500 Years Later, da Vinci's Mechanical Lion Is Brought to Life

Photo credit: THOMAS SAMSON - Getty Images
Photo credit: THOMAS SAMSON - Getty Images

From Popular Mechanics


Leonardo da Vinci was a multi-hyphenate visionary known equally for his art and ahead-of-his-time engineering designs. He's responsible for creating timeless masterpieces including The Last Supper, the Mona Lisa, and several sketches for devices like a self-propelled cart, diving gear, and a parachute.

One of da Vinci's designs included a sketch for a mechanical lion, commissioned by Pope Leo X for King Francois I in the early 1500s to entertain the French monarch by walking and placing flowers at his feet.

da Vinci's lion was lost to time, but now it's roaring back to life. A reconstruction of the mechanical lion, built from da Vinci's original designs, is now on display at the Italian Cultural Institute in Paris. The wooden lion, which stands at 6'7" and is nearly 10 feet long, will be on display through October 9.

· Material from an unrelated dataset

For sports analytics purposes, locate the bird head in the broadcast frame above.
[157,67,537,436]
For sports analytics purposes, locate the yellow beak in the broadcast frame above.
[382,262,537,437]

The Institute wanted to honor da Vinci's dedication to "urbanism, science, and technology" by exhibiting one of his works. The decision to build and display the mechanical lion was made across the span of two meetings at the Italian Embassy.

Photo credit: GraphicaArtis - Getty Images
Photo credit: GraphicaArtis - Getty Images

This past May marked the 500 year anniversary of da Vinci's death; half a millennium later, his influence is still felt and seen in the modern machines we use today. Some of da Vinci's most influential designs and inventions include an ornithopter, perpetual motion models, gear systems, a massively gigantic crossbow, and a mobile bridge, among others.

Want proof of da Vinci's innovative thinking? He designed the predecessor to the modern machine gun in the 1480s, more than 300 years before Richard J. Gatling introduced his eponymous gun to the world, a rudimentary version of modern military tanks, and a prelude to modern parachutes.